Complaining on social media was plentiful, and we’ll get there, but first some praise must be missed. Watching the early morning broadcast about six hours before the group final ended offered some great insights as analyst Aaron Oberholser outlined the risk-reward challenge of the 18-footed tee with the help of Justin Leonard at the booth. About 10 hours later, defending champion Jon Ram drove into the left lane bunker that Oberholser had warned spectators and hit the lip with a second hit, eventually making him a double bogey and squandering his lead. If you watched this clip, you are ready to face this 18-hole Ram disaster.
Another highlight was a segment with former caddy analyst John Wood, who took viewers inside the yardage book and explained the ins and outs of caddies in order to help their player that the average viewer might not know. No Laying Up also pointed this out on social media.
Wood also proved to be a good infantryman and helped viewers understand how on a breezy day the course changed into a quick and assertive test that swelled the results in the afternoon.
“I’m 220 yards out of that green,” he said, “and I could hear that ball bouncing around like I was standing next to it.” “these [greens] They are installed. “
Another feature: 4D replay.
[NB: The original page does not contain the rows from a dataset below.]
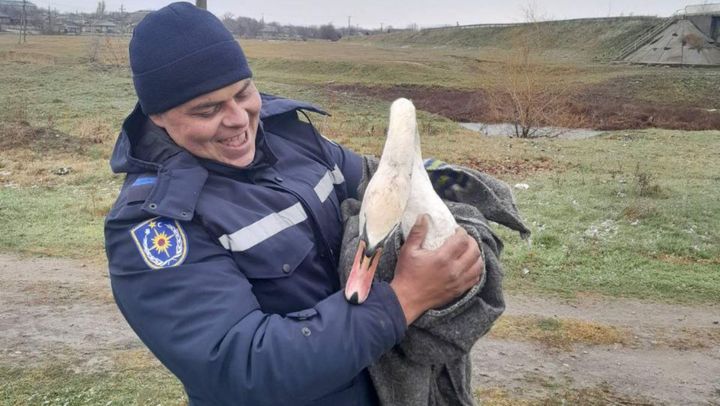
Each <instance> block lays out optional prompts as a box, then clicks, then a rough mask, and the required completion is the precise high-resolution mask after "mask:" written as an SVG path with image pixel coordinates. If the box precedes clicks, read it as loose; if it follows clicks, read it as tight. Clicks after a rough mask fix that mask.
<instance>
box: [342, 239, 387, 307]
mask: <svg viewBox="0 0 720 406" xmlns="http://www.w3.org/2000/svg"><path fill="white" fill-rule="evenodd" d="M365 248H366V243H365V241H363V240H360V244H358V250H357V253H356V254H355V260H354V261H353V266H352V269H351V270H350V275H349V276H348V281H347V284H346V285H345V299H347V301H348V302H350V303H352V304H360V303H362V302H364V301H365V300H366V299H367V297H368V295H370V287H371V286H372V281H373V277H374V276H375V270H376V269H377V264H378V262H379V261H380V254H381V253H382V249H381V248H378V249H376V250H375V252H373V253H371V254H370V255H368V253H366V252H365Z"/></svg>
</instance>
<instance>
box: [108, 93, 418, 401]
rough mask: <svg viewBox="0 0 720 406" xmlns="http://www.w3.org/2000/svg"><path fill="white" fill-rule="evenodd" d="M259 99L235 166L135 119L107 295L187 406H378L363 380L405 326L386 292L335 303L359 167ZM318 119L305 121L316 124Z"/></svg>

It’s sponsored content, but these visuals are a significant upgrade from the days of Peter Kostis of CBS and the Minolta Biz Hub Swing Vision, though I’ve been dealing with Kostis breaking up the swings on NBC’s Paul Azinger any day. It’s as if the swing geeks out there could really learn something as they watched the best players in the world through this technology.
Well, I promised a bunch of the most social media barbs for the broadcast and the reactions came fast and furious in real time. Golf News Net’s Ryan Ballengee summed up the feud between fans and the viewing experience in a nutshell in his tweet.
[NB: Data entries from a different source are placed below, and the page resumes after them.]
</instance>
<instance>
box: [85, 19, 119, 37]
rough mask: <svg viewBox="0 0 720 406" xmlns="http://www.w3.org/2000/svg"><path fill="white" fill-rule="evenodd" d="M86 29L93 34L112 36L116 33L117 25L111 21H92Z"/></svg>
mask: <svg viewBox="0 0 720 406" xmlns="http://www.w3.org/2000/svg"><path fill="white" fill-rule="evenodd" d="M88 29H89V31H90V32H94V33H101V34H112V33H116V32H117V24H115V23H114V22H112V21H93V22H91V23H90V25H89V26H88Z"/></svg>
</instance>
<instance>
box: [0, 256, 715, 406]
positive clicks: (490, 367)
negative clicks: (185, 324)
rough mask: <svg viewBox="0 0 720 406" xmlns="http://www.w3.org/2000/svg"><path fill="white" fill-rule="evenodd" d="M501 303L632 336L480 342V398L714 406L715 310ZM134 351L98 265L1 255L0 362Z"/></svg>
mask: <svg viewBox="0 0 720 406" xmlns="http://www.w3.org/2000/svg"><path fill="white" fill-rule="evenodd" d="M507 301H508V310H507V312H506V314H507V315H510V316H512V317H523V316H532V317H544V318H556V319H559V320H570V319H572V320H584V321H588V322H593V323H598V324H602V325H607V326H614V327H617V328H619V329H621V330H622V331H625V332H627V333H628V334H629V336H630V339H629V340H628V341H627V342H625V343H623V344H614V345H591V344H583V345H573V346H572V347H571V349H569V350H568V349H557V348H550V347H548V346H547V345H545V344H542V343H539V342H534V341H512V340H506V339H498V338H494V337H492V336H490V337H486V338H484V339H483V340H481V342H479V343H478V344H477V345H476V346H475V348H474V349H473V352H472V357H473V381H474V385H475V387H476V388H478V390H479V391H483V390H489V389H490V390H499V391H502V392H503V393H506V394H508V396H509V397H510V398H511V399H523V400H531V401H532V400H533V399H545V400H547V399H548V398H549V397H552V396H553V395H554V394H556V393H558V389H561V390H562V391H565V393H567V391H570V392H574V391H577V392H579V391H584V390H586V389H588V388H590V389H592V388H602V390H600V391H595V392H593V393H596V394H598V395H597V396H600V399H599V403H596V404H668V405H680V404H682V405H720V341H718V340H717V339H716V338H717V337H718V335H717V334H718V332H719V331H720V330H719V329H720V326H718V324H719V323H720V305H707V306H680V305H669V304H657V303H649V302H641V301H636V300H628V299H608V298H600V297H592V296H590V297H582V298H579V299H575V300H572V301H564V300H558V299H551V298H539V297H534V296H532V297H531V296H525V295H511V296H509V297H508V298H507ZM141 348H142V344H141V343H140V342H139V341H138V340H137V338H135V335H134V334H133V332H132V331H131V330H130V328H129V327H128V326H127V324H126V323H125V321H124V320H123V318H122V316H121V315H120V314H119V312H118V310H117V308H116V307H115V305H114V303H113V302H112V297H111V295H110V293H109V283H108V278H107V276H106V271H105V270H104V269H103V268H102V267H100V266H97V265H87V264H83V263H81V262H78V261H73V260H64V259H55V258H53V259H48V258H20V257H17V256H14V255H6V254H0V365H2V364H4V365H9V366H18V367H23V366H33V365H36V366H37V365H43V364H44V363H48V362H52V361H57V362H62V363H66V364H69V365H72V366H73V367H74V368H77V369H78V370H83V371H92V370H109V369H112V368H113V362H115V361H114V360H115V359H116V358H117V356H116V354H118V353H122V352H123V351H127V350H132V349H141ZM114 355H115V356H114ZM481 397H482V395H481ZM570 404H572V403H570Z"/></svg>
I’m going on a limb here, but I’m pretty sure there’s no “market research” that deepfriedegg is referring to below.
There have been several complaints that many players have gone into Witness Protection during TV broadcasts on occasion and been unseen for extended periods, including this tweet from Josh Babbitt, asking what happened to Bradley.
This tweet from Piehowski DJ from No Laying Up made me laugh. NBC likes to promote how they show every player on the field because if they earn a spot on the field, they deserve to be shown. Piehowski has taken a hilarious shot for several commercials (in her defense, NBC has racked up huge amounts of rights fees and they have to pay the bills) and I can confirm that Mike Terrico didn’t actually say this…but, oh, if he did!
No Laying Up can’t be accused of piling on their multiple tweets, but that doesn’t mean what they take is wrong.
Last but not least, Geoff Shackelford couldn’t help but point out that the ads weren’t slowing down as TV broadcasting reached its peak.
The good news is that Golf Twitter can breathe a sigh of relief: the last hour of Sunday’s broadcast is being offered free of charge thanks to the good folks at Rolex. There’s still another round to go, and with a star-studded narrow leaderboard, we’re bound to have drama on Sunday. And maybe free golf: every tournament at The Country Club is decided by a playoff. Enjoy the final round that starts at 9 AM ET on Peacock, goes to USA Network at 10 and finally to NBC at 12 ET. Let’s have a day.